10/15/2010

one year later.

This day has been haunting me this entire week. I knew it was coming. I knew it happened in mid-October. I knew it was close. It wasn't until I went back to my original blog post that I realized it was exactly one year ago. It is quite possibly the worst day of my life. I look at this picture and I shutter. I can remember the screams, the blood, the panic, the horror. All of it. Tears still fill my eyes when I think about it. It was dreadful. The doctor said it would be a year before we knew how things would heal. Did you know that scarring goes though phases? I didn't. Until I witnessed it first hand every day. There were times when it was raised and bright red that I would think it would never look better. I went through more sunscreen on his head this year than one could ever imagine. I know Wyatt hasn't forgotten about that day. We drive by the hospital and he always tells me that is where he went when he hurt his eye. I look the other way. It literally haunts me.

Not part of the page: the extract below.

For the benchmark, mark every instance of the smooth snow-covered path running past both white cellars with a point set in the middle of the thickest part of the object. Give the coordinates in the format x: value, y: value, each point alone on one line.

And even though I love his long-hair-look like Johnny from the Karate Kid, I have to say, I don't think it's a necessary as it once was. Although it isn't as good as having no scar at all, I think all in all it ended up okay. Like I said in my original post one year ago...."My sweet Wyatt, he's going to be just fine".

3 comments:

Marci said...

almost a year ago lincoln fell out of a shopping cart. he was reaching for something on the display near the cash register. the shelf was unstable and crashed to the floor and link fell out on top of the shelf and all the things that were on it. dripping blood from his forehead. some other customers came over and were handing me tissues from their purses and telling me to get him to the hospital to get it stitched. the store people however were really lame and wanted me to fill out paper work about the accident and were not helpful. i had to ask for more tissues/paper towels anything and they just stared at me. i still see that scar and think how crazy that i was right there and what i could have done differently, but the blessing that he is alright.

Tasha said...

It looks amazingly better. And look at that cute smile that goes with it. Oh, I just shuttered looking at it. Oh the trama we have as mothers. Chase is the most crazy climber and get into everything kid. He scares me all.the.time. I just see that picture and see it happening to him. I am glad a year later he is happy and good. :)

Ruth P said...

Oh, Bryn! I remember when this happened! I am so glad that Wyatt is doing so well. I never even notice his scar. What a scary time that was.